Em quarto lugar, a definição do Estado operário degenerada reforçou uma crença equivocada na superioridade econômica do planejamento, mesmo burocrático, sobre qualquer gestão capitalista. Com base nesta ideia, os sucessos das economias centralizadas foram ampliados, omitindo-se que estas realizações foram resultados específicos de certas fases e certas circunstâncias. Mas como várias comparações adversas (Coréia do Norte e do Sul, Alemanha Oriental e Ocidental) provam, este postulado não era generalizável. As vantagens do plano sem dúvida existiam, mas eram limitadas e tendiam a ser revertidas com a consolidação da gestão burocrática.

Finalmente, falar de um Estado operário burocratizado levou a ignorar o fato de que o grupo dominante na URSS foi embarcado na impossível construção de um sistema completamente distante da perspectiva socialista. É por isso que os privilégios da burocracia foram minimizados e muitos não puderam perceber o giro para a restauração que prevaleceu na última etapa destes regimes. Este foi sobretudo o caso do mandelismo; outras correntes do movimento trotskista mostraram mais reflexos.

Notas:

2 Não queremos deixar de assinalar que se Preobrajensky, com sua capitulação, deu um tremendo golpe à oposição de esquerda, num momento muito difícil, ele teve a dignidade de não testemunhar contra Trotsky e os outros opositores nos Julgamentos de Moscou, razão pela qual foi sumariamente assassinado sem comparecer ao tribunal.

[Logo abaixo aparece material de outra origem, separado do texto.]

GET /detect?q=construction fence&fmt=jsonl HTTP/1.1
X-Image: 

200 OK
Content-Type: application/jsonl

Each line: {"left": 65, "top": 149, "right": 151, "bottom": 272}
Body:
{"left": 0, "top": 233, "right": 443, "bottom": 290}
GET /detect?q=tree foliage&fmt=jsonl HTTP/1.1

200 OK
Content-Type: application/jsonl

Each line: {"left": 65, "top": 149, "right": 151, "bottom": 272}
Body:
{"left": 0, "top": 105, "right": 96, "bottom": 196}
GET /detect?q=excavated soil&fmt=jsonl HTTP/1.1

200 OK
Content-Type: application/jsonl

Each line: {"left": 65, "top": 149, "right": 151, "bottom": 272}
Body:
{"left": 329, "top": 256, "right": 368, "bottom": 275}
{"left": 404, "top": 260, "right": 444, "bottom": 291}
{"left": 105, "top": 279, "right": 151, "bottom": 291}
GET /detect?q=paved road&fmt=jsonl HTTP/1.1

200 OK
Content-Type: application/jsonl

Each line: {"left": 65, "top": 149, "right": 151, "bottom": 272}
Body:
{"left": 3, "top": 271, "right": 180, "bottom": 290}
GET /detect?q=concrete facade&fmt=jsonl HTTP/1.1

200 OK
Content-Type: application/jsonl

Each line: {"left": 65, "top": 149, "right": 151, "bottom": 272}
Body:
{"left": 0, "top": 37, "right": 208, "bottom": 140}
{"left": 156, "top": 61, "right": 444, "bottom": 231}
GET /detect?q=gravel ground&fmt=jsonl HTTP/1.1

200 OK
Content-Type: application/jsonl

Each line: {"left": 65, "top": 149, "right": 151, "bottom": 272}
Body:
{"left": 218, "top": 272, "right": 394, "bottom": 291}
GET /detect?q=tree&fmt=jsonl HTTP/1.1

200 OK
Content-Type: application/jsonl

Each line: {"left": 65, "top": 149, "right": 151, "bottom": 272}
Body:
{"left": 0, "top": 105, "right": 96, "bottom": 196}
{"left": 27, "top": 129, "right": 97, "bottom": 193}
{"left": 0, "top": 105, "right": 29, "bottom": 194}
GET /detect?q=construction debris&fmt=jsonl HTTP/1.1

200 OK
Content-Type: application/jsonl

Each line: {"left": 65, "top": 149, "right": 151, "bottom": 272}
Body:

3 – A este respeito, nos diferenciamos da abordagem do camarada Claudio Katz, que em O Futuro do Socialismo afirma erroneamente que as abordagens de Bukharin, Preobrajensky e Trotsky seriam simplesmente “complementares”.

4 Como temos apontado em outras oportunidades, o PTS na Argentina chega ao ponto de postular uma racionalidade per se do planejamento. Nahuel Moreno, por exemplo, foi mais sensível quando, nas antigas escolas do quadro do MAS, mostrou claramente a irracionalidade do planejamento nas mãos da burocracia.

5 Isto não parece ser totalmente compreendido por Roberio Paulino, antigo militante do PSTU e atual membro do Socialismo Revolucionário (do CWI em nível internacional), que em um livro recentemente publicado, Socialismo no século 20: o que deu errado? apesar das observações agudas e de uma obra histórica meritória, não consegue superar a abordagem deutscheriana do estalinismo: a burocracia teria sido o agente da transição socialista. Assim, ele afirma, por exemplo, que “a nova visão de um Estado fortemente modernizador cumprindo uma função essencialmente econômica -sugerida por Lenin, defendida durante o debate econômico dos anos 1920 pela Oposição de Esquerda e finalmente imposta depois de 1929, mas através de métodos coercivos- desempenhara um papel decisivo na história econômica de muitos países no século XX” (cit., p. 123). Mas a “visão” que foi imposta nesses casos não era nem a de Lenin nem a da Oposição de Esquerda, mas a do Estalinismo. A abordagem de Paulino acaba tendo um viés estatista em desacordo com a verdadeira tradição do marxismo revolucionário.

24 – Dados citados por R. Paulino, cit., p. 205. É indiscutível que desde meados dos anos 70 todos os índices começaram a desacelerar. Renda nacional, renda per capita, produção industrial, produção agrícola, investimento de capital, produtividade da mão-de-obra… tudo estava caindo, independentemente da fonte.

25 Nos desenvolvimentos que estão ocorrendo agora em Cuba, será possível verificar o caráter dessa sociedade com base no mesmo critério apontado para a ex-URSS. Em todo caso, apressemo-nos a esclarecer que, em nossa opinião, em Cuba há duas imensas conquistas a serem defendidas: a independência do imperialismo ianque e a expropriação da burguesia, o que a torna uma sociedade não capitalista. No entanto, defender estes dois ganhos é uma tarefa que deve ser realizada independentemente da burocracia, levando a classe trabalhadora verdadeiramente ao poder. A crise social e moral da própria classe trabalhadora cubana é tão intensa que por enquanto não há muitos pontos de apoio para esta tarefa. Mas a brutalidade do ajuste restauracionista que o castrismo procura aplicar poderia abrir caminhos para esta evolução, na medida em que a sociedade trabalhadora não está tão golpeada quanto parece. Em qualquer caso, essa deveria ser a aposta dos socialistas revolucionários.